“Sono salvo solo grazie ai Carabinieri di Mistretta”. Inizia così la drammatica testimonianza di un cittadino di Castel di Lucio, Pippo Giordano, che ha voluto inviare una lettera al Presidente della Repubblica, Sergio Mattarella e al Comandante Generale dell’Arma dei Carabinieri, Teo Luzi, nella quale racconta il valoroso gesto compiuto da due Carabinieri del Nucleo Operativo del Comando Compagnia Carabinieri di Mistretta, che, sprezzanti del pericolo, nel corso dell’incendio che ha interessato e devastato il territorio di Castel di Lucio, la notte tra il 4 e il 5 agosto scorso, hanno messo a repentaglio la loro vita per salvare la sua e quella di alcuni suoi familiari.
“ …l’incendio – scrive Giordano – stava arrivando al confine della mia proprietà, le fiamme, alte già decine di metri, lambivano gli alberi di cinta del mio giardino e il fumo causava scarsa visibilità e reso l’aria irrespirabile. Io, mia moglie, mio fratello e mio genero stavamo, con alcuni tubi, bagnando gli alberi e le piante sul confine e, tra le urla di disperazione della gente, ad un certo punto, ho sentivo ed ho riconosciuto le voci delle mie figlie che urlavano a squarciagola “Aiuto”.
Dopo alcuni minuti, ho sentito a gran voce chiamare il mio nome, ma in quel momento, mentre vedevo bruciare i sacrifici di una vita, e nonostante le alte fiamme mi avessero quasi raggiunto, ho ignorato il richiamo e, insieme ai miei familiari, abbiamo continuato a gettare acqua sugli alberi e sulla tettoia in legno a ridosso della casa posto immediatamente sotto gli alberi.

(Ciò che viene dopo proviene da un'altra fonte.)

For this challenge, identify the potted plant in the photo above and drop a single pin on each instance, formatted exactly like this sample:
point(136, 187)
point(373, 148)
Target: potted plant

Qualcuno, che non sono riuscito ad identificare dalla voce, continuava a chiamarmi urlando il mio cognome, ma ero troppo preso dall’affannoso tentativo di salvare casa mia per rispondere.
Ad un tratto mi sono sentito afferrare per un braccio e sono stato trascinato con forza da due persone estranee, che, dopo poco, ho riconosciuto: erano due carabinieri in abiti civili, due marescialli in servizio presso il Nucleo Operativo di Mistretta. Gli stessi trascinandomi via, hanno costretto me e i miei familiari ad abbandonare l’abitazione con le nostre autovetture poiché le fiamme, oramai indomabili, avevano preso il sopravvento sulle conifere che ci sovrastavano.
I due Carabinieri sono rimasti a presidiare la strada che porta all’ingresso della mia abitazione. Ciò nonostante, dopo aver messo in sicurezza mia moglie e le mie figlie, io e mio fratello, abbiamo deciso – oggi dico con sconsideratezza – di ritornare dentro casa per cercare di salvare il salvabile, ed eludendo i due militari, sfruttando il buio, insieme mio fratello, siamo entrati da un ingresso secondario.
Ormai le fiamme lambivano la tettoia e avevano chiuso uno dei due viottoli che portano all’uscita carrabile. E’ stato mio genero, che temendo per la nostra vita a causa del gesto sconsiderato dettato dalla disperazione che stavamo compiendo, ad avvisare i due carabinieri del fatto che io e mio fratello eravamo tornati nel cortile di casa sfruttando un altro ingresso. I militari ci hanno più volte urlato di uscire e, non ottenendo risposta, nonostante le fiamme oramai avessero raggiunto la casa, e la coltre di fumo reso l’aria irrespirabile e azzerato la visibilità, non hanno esitato a rientrare nel cortile della casa e a trascinarci fuori nuovamente. Eravamo in uno stato confusionale, come storditi.
A quel punto i Carabinieri ci hanno fatto salire sulla loro autovettura di servizio, ci hanno messo al riparo dove ci stavano attendendo i nostri familiari. Solo lì, dopo aver riabbracciato mia moglie e le mie figlie, ho realizzato che con il nostro gesto, seppur dettato dalla disperazione, avevamo rischiato tanto mettendo a repentaglio la nostra vita e quella dei due carabinieri. Se non ci fossero stati questi due “angeli”, credo che oggi non sarei qui a scriverVi” – conclude Giordano.